Still, there are those who have issues with a local politician who is actively blogging. Uberblogger and writer Ron Miller noted in his last blog post the furor over one Massachusetts school board member who was using a blog to share her views on a pending school closure in her district. Catherine A. Sanderson, an Amherst school board member, has a very clean looking blog which tells her constituents her views on how her district must manage the financial resources to keep schools open.

Still, not everyone believes their school board member should blog about her views. John Keins, a teacher in Sanderson's district terms her blog as "bully pulpit to further the agenda of those associated with it."

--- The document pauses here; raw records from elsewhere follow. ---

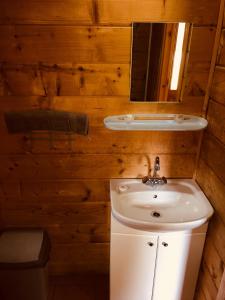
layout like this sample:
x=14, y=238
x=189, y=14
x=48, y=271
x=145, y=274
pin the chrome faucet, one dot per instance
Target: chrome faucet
x=155, y=179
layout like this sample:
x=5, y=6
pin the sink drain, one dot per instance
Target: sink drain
x=156, y=214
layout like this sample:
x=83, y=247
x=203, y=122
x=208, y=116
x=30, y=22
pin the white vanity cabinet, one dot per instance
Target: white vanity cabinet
x=154, y=266
x=132, y=266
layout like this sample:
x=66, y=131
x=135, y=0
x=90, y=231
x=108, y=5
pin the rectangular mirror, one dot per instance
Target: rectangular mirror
x=159, y=55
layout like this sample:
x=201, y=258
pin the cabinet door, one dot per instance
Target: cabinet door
x=132, y=266
x=177, y=266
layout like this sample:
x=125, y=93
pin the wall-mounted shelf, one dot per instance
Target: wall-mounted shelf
x=155, y=122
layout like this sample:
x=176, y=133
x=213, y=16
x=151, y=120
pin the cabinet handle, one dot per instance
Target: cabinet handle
x=150, y=244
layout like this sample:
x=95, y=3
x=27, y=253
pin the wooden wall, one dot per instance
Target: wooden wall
x=210, y=176
x=74, y=55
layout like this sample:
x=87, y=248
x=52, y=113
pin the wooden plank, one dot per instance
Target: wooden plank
x=216, y=119
x=214, y=55
x=216, y=234
x=69, y=190
x=199, y=295
x=66, y=79
x=218, y=85
x=221, y=293
x=212, y=186
x=213, y=154
x=213, y=262
x=208, y=286
x=221, y=50
x=101, y=141
x=200, y=56
x=46, y=12
x=99, y=107
x=93, y=165
x=45, y=214
x=63, y=44
x=127, y=11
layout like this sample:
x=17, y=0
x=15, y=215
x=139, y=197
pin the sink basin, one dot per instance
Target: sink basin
x=178, y=205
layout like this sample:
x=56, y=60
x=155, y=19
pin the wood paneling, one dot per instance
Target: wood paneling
x=210, y=176
x=92, y=166
x=108, y=11
x=126, y=11
x=46, y=11
x=66, y=80
x=74, y=55
x=65, y=44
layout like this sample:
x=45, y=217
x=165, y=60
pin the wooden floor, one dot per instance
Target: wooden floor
x=79, y=287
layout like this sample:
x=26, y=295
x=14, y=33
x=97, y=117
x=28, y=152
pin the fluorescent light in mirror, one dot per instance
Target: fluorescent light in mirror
x=177, y=57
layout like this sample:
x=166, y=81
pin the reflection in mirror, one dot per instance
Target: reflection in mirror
x=158, y=60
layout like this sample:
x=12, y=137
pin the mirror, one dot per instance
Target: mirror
x=159, y=56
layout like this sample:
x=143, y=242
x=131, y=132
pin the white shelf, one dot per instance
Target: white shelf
x=155, y=122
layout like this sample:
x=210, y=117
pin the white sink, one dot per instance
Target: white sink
x=178, y=205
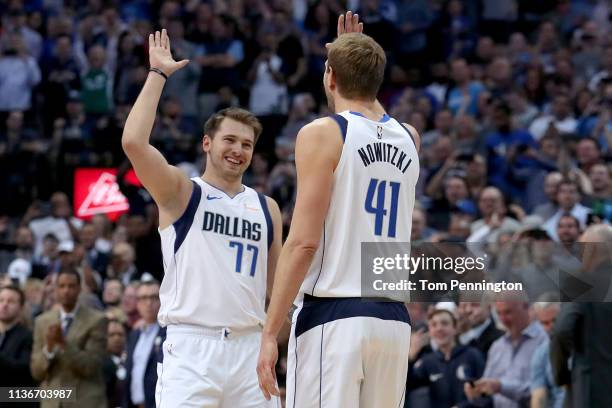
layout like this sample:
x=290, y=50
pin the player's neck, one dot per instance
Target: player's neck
x=229, y=187
x=369, y=109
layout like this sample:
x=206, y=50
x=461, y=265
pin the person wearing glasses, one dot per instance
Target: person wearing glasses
x=143, y=349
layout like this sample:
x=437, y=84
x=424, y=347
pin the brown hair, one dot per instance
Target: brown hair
x=239, y=115
x=359, y=64
x=17, y=290
x=436, y=312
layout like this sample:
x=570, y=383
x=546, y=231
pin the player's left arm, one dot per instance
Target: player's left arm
x=317, y=152
x=415, y=135
x=277, y=242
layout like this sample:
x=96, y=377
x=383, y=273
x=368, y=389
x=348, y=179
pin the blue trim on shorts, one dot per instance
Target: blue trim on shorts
x=183, y=224
x=343, y=123
x=317, y=311
x=266, y=210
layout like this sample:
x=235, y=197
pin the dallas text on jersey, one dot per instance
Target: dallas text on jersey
x=231, y=226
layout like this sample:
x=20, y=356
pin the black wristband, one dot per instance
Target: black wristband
x=159, y=71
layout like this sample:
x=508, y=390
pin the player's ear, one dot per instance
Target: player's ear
x=206, y=143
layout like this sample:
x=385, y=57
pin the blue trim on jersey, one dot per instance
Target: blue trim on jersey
x=322, y=257
x=407, y=131
x=384, y=119
x=182, y=225
x=264, y=206
x=343, y=123
x=227, y=195
x=317, y=311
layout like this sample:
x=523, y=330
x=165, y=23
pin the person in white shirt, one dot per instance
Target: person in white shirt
x=561, y=118
x=568, y=200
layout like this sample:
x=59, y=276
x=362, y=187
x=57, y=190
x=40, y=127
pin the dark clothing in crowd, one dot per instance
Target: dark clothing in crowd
x=445, y=378
x=581, y=353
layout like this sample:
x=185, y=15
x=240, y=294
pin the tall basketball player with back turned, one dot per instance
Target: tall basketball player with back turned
x=344, y=351
x=219, y=240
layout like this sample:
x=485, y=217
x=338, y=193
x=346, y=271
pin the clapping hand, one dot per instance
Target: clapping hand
x=160, y=56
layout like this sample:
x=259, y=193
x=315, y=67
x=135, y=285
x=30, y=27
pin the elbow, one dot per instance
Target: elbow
x=306, y=247
x=128, y=143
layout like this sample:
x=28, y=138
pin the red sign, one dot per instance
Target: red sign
x=97, y=192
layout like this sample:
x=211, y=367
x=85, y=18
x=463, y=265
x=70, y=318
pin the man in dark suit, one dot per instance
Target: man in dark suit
x=144, y=350
x=581, y=350
x=69, y=346
x=15, y=340
x=480, y=330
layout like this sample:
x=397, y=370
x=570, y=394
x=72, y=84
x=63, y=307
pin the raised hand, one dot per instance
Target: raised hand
x=160, y=56
x=349, y=23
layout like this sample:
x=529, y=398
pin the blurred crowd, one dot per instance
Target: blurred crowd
x=512, y=99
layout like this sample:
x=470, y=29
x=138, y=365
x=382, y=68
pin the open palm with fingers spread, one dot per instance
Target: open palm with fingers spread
x=160, y=56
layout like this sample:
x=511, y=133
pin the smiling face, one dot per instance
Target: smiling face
x=230, y=150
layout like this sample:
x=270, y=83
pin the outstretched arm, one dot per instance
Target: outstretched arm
x=168, y=186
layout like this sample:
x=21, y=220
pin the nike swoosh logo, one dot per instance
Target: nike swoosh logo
x=435, y=377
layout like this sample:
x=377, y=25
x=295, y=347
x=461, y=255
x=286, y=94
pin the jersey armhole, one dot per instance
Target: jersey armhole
x=409, y=133
x=343, y=123
x=182, y=225
x=266, y=210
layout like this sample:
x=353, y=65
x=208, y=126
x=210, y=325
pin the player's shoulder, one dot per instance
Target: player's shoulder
x=321, y=129
x=272, y=204
x=413, y=133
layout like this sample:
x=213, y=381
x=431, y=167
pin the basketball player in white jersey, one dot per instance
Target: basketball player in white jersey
x=220, y=242
x=357, y=171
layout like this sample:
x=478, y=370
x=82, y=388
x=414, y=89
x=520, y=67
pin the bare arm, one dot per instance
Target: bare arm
x=168, y=186
x=538, y=398
x=275, y=249
x=315, y=169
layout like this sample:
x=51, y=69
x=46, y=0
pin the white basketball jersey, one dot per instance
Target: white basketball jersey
x=372, y=201
x=215, y=260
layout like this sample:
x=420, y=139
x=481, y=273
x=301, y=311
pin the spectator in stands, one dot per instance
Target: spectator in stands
x=480, y=331
x=218, y=57
x=143, y=350
x=269, y=94
x=551, y=185
x=15, y=340
x=494, y=219
x=121, y=265
x=561, y=118
x=97, y=84
x=509, y=358
x=69, y=345
x=114, y=363
x=588, y=154
x=95, y=259
x=582, y=333
x=446, y=369
x=59, y=222
x=544, y=392
x=568, y=199
x=463, y=97
x=568, y=229
x=60, y=76
x=19, y=74
x=183, y=84
x=507, y=151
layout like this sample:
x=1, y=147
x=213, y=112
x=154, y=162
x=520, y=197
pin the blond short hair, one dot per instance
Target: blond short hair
x=359, y=65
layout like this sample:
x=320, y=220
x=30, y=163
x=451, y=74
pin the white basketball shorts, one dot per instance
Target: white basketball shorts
x=348, y=352
x=210, y=368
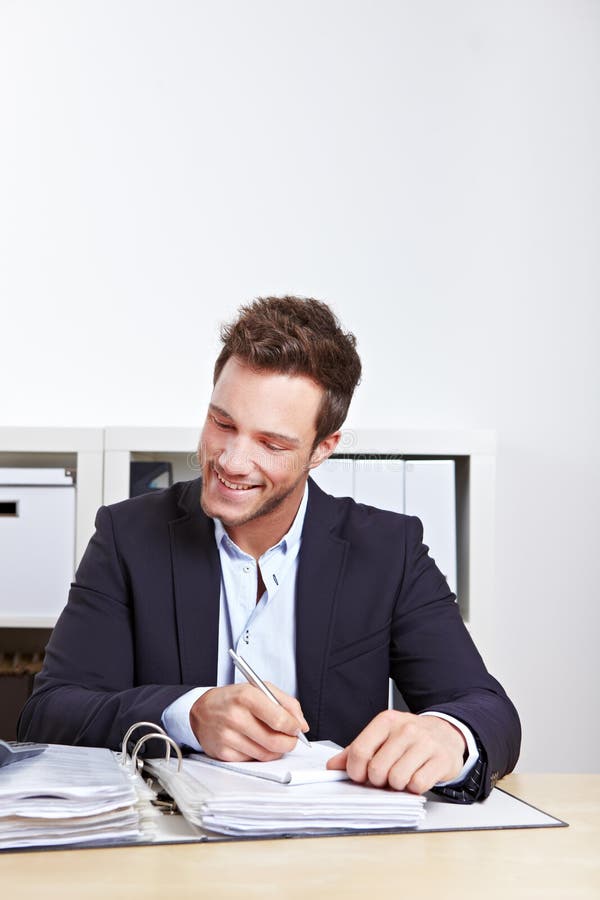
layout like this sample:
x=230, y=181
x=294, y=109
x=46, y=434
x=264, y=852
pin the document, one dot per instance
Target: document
x=302, y=765
x=223, y=801
x=71, y=795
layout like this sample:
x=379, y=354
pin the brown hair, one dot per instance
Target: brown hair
x=297, y=336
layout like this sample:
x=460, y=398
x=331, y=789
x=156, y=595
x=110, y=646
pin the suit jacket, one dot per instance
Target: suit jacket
x=141, y=627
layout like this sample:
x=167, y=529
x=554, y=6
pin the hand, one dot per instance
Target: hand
x=404, y=751
x=237, y=723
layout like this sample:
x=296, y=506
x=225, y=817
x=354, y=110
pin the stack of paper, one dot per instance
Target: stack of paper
x=294, y=795
x=71, y=795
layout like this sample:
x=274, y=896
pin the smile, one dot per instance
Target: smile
x=231, y=485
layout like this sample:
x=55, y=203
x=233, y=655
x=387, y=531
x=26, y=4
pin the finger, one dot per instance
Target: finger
x=245, y=720
x=362, y=749
x=291, y=704
x=425, y=778
x=338, y=761
x=404, y=770
x=276, y=717
x=405, y=737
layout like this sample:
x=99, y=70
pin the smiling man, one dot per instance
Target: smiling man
x=324, y=597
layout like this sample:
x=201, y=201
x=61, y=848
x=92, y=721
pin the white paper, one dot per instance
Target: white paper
x=303, y=765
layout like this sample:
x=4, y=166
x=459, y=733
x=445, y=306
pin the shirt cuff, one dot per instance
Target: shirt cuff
x=176, y=719
x=472, y=751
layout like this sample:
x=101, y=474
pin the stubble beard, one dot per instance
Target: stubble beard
x=267, y=507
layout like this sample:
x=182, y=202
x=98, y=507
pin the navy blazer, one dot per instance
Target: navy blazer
x=141, y=627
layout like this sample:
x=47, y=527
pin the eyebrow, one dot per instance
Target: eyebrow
x=275, y=435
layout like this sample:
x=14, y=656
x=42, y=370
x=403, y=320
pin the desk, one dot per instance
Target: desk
x=547, y=863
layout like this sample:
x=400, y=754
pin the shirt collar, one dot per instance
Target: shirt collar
x=288, y=541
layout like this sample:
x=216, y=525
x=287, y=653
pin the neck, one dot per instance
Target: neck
x=256, y=536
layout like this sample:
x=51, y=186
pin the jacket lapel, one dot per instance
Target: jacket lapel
x=320, y=570
x=197, y=585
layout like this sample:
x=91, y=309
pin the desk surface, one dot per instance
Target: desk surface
x=547, y=863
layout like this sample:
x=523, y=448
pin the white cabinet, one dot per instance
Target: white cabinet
x=37, y=543
x=45, y=528
x=423, y=488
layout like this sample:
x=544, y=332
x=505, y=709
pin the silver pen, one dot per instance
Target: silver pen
x=251, y=676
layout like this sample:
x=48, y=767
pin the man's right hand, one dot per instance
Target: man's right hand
x=237, y=723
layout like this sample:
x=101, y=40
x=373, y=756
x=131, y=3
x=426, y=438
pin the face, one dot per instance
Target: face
x=256, y=447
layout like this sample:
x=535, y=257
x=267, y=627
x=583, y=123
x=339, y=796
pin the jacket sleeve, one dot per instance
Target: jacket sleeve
x=437, y=666
x=86, y=692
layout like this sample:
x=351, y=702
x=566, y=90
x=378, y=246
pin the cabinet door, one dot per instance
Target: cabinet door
x=37, y=550
x=380, y=482
x=335, y=476
x=430, y=494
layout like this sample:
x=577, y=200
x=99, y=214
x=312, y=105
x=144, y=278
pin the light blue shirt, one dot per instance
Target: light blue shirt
x=264, y=633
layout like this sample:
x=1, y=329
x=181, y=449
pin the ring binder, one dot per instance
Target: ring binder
x=168, y=741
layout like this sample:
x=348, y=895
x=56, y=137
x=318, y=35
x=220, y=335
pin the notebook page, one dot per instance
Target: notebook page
x=303, y=765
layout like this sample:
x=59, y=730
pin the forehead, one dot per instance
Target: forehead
x=260, y=400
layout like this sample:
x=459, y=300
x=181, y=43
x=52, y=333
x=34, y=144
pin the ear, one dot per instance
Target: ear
x=324, y=449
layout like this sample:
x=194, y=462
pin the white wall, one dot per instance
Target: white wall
x=430, y=168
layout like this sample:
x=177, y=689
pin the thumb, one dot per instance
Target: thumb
x=338, y=761
x=290, y=704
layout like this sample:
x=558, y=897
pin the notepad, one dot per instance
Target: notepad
x=221, y=801
x=303, y=765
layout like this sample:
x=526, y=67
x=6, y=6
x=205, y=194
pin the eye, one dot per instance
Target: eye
x=224, y=426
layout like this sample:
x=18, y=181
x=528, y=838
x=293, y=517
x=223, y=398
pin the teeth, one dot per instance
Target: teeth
x=232, y=486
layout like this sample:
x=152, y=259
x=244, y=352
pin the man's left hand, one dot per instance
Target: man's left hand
x=404, y=751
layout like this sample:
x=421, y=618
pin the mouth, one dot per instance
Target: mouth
x=234, y=485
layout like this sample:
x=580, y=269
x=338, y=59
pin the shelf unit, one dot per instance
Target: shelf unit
x=76, y=448
x=474, y=453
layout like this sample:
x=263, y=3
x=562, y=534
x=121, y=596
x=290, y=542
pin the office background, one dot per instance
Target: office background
x=429, y=168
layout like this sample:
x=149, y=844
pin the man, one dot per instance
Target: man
x=324, y=597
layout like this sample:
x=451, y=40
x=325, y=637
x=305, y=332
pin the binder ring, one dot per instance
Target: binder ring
x=134, y=727
x=164, y=737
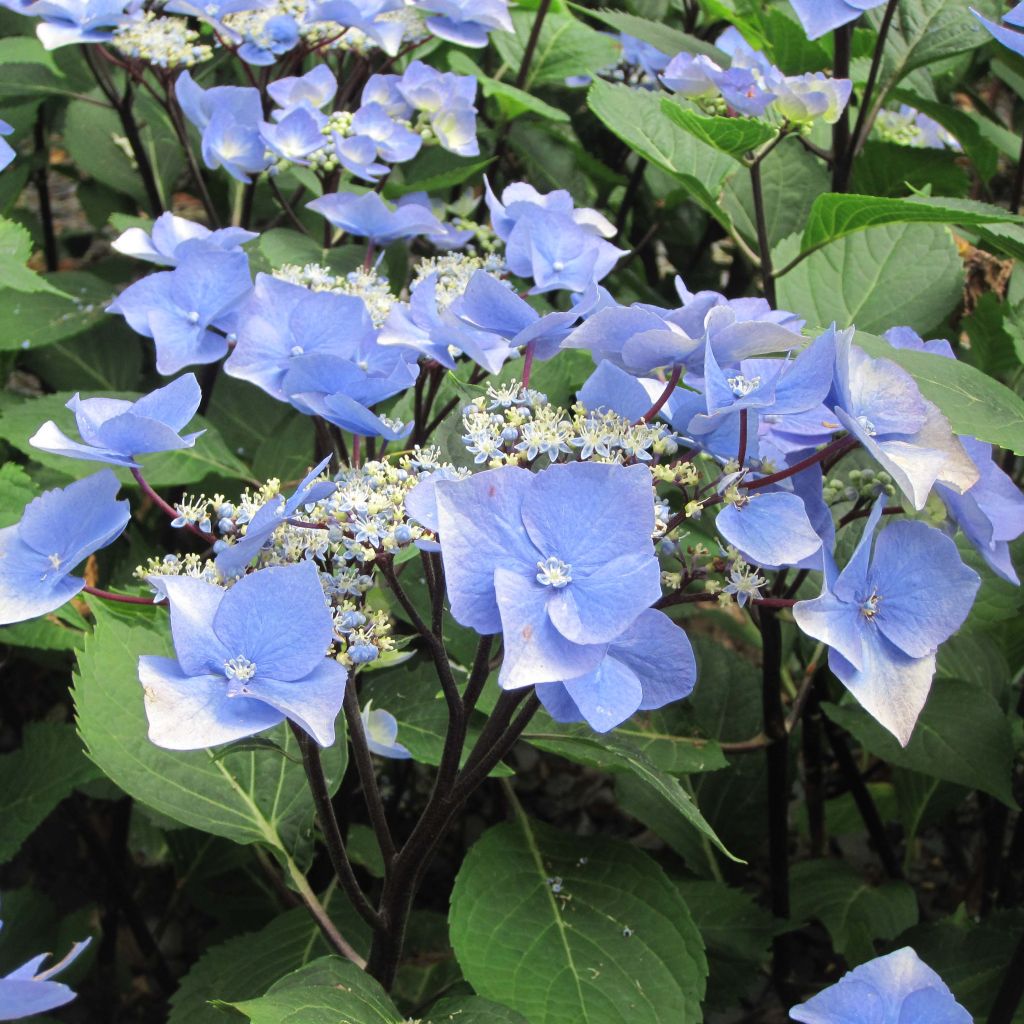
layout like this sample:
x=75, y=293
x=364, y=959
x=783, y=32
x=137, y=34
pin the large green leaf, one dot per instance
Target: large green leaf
x=735, y=136
x=926, y=31
x=895, y=274
x=246, y=966
x=564, y=47
x=963, y=736
x=74, y=304
x=329, y=990
x=47, y=767
x=15, y=250
x=854, y=912
x=254, y=796
x=791, y=178
x=568, y=929
x=209, y=457
x=835, y=216
x=636, y=117
x=974, y=403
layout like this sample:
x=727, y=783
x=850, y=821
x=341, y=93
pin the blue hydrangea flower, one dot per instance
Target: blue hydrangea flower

Sanderson's blog clearly details her positions on school closure and other issues involving her school district. Her constituents get her views in real time instead of waiting to get a quip from the local newspaper or a 10-second sound bite on the local TV station.

As a communications professional of over 30 years, I have to think that more politicians and community leaders will want to embrace blogging as a way to reach out to their voters. Barrack Obama's victory in the last presidential election showed how a candidate could effectively use social media tools. Now, others like Sanderson are starting to embrace social media as an effective way to communicate to others.

Sanderson's blog shows a trend that other politicians should follow while in office.  By clearly stating her views on issues, her constituents clearly see the decision making process and issues confronting her.   And, more impotantly, her blog allows voters like Keins to share their perspective on them as well.

1 comment:

Gylon Jackson said...

You never know when you are talking to a blogger if your name or quote will show up in a blog.
Case in point my name winding up on this blog. I met Matt Scherer the other day at Freelance Camp San Antonio and we had some very good discussions.
Since I am a fairly transparent and most of the time mean what I say and say what I mean it was great to be quoted for this post.
The other thing that I mentioned to Matt it is all about transparency. I think that main stream media and some aspects of the government are scared of transparency. Blogging in my opinion is the last true form of freedom of speech. Politicians will attempt to use social media but they must learn that social media is about feeling with real action and not just a fad or action.